Urlop minął i wrósł w niepamięć wyczuwany jedynie w
przebłyskach nieświadomości. Ubiegły tydzień był istną karuzelą
obowiązków, ustaleń, przesunięć, wybuchów, ambicji, perswazji, wagi
stanowisk i pracy, pracy, pracy. Udało się. Nie, nie ustalenia... Przy
nich uśmiechałam się tylko i brałam na klatę, która w tych kwestiach chyba zaczęła nieco
bardziej kobiecą przypominać. Udało się wymóc precedencje i zwyczajnie ludzkie podejście do kilku kwestii, kiedy to pani siłą perswazji, o rozmiarze której sama do tej pory nie miałam pojęcia, przemówiła. Tak, po raz pierwszy tak stanowczo i dobitnie ku nawet swojemu zaskoczeniu. Albo odpoczynek urlopowy i dystans do świata polityki, albo zmęczenie ostatnich pięciu dni pracy ponad normę wyznaczającą zdolność zdrowego myślenia podały cynizm, uprzejmość i słodki uśmiech. Tak słodki, że aż do bólu wwiercający się w oczy rozmówców. Poniekąd zadziałała również duma i
ambicja skupiona w jednej osobie. Tym cechom tejże utarłam jednak już podczas imprezy nos pokazując, że nie miała
racji. Mądra taka się stałam nagle. Stoicyzm zaczynam wykazywać chwilami. A może
po prostu doświadczenie robi swoje, jakkolwiek by to nie brzmiało?

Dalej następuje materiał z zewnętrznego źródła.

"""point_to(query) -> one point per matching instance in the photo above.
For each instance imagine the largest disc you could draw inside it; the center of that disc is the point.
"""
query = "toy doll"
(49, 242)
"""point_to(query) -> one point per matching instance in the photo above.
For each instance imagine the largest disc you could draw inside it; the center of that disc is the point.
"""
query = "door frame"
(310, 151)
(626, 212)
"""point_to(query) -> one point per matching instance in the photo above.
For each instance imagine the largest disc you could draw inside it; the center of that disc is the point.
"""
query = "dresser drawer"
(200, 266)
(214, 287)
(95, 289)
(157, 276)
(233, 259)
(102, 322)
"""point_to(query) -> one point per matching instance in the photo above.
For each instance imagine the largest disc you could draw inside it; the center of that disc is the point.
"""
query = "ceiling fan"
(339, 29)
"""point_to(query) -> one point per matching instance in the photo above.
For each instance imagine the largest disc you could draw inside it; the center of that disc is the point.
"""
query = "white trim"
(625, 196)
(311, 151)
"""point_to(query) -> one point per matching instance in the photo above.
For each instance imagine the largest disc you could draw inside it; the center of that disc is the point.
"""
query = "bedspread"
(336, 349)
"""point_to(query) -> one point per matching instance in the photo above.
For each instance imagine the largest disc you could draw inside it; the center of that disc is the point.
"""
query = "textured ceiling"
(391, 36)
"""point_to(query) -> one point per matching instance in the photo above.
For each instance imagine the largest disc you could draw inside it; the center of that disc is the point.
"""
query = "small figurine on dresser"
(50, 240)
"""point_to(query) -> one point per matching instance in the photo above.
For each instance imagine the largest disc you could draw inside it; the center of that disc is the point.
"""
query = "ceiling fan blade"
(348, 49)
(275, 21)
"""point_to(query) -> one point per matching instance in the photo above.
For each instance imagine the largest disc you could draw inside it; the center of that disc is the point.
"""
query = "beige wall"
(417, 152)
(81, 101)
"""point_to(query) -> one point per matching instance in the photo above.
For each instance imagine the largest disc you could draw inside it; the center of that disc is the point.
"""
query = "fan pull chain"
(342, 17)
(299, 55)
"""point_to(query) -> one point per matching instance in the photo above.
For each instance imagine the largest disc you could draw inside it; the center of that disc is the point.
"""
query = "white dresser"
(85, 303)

Najważniejsze jednak, że się udało i że jestem z siebie dumna. Jak to mówią sukces ma wielu ojców, ale porażka jedną macochę. Doszłam do wniosku, że jeśli mam płacić za porażkę, ewentualne konsekwencje biorę na siebie i dążę do sukcesu. Taka
bardzo, bardzo dumna jestem. Tą dumą, która jest wynikiem nie tylko dobrze
wykonanego obowiązku, ale i udowodnienia samej sobie, na jak wiele mnie
stać i na ile mogę sobie pozwolić, aby dać radę w warunkach mocno
niesprzyjających. Mąż mój własny osobisty również. Znał cały kontekst i
jego kulisy. Śledził uważnie wydarzenia. Śledziły je także trzy kamery i
kilkanaście aparatów. Uśmiechem do patrzących na mnie ludzi przepędziłam stres, który nie pozwalał
mi spać przez dwie noce poprzedzające. Krwisty lakier na paznokciach
dodał mi pewności, a krój sukienki upewnił, że jest dobrze.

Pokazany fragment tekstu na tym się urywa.